Because of this one should ask themselves: is the reduction in query performance worth the overhead of maintaining an extra index?
If adding an index reduces SELECT timings by 5 milliseconds but increases INSERT/UPDATE/DELETE timings by 10 milliseconds then the index may not be worth it. On the other hand, if SELECT timings are reduced but INSERT/UPDATE/DELETE timings are not affected you may want to add the index after all.
To see which indexes are unused you can run the following query:
SELECT relname as table_name, indexrelname as index_name, idx_scan, idx_tup_read, idx_tup_fetch, pg_size_pretty(pg_relation_size(indexrelname::regclass))
FROM pg_stat_all_indexes
WHERE schemaname = 'public'
AND idx_scan = 0
AND idx_tup_read = 0
AND idx_tup_fetch = 0
ORDER BY pg_relation_size(indexrelname::regclass) desc;
This query outputs a list containing all indexes that are never used and sorts them by indexes sizes in descending order. This query can be useful to determine if any previously indexes are useful after all. More information on the meaning of the various columns can be found at https://www.postgresql.org/docs/current/static/monitoring-stats.html.

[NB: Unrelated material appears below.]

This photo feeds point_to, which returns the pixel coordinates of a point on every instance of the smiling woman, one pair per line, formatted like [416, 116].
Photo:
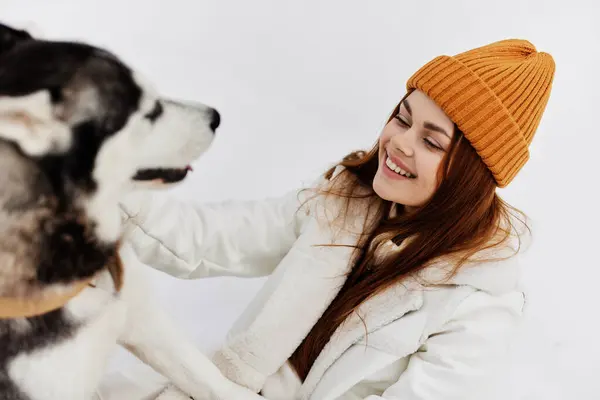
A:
[406, 247]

Because the output of this query relies on the actual usage of your database it may be affected by factors such as (but not limited to):
- Certain queries never being executed, thus not being able to use certain indexes.
- Certain tables having little data, resulting in PostgreSQL using sequence scans instead of index scans.
In other words, this data is only reliable for a frequently used database with plenty of data and with as many GitLab features enabled (and being used) as possible.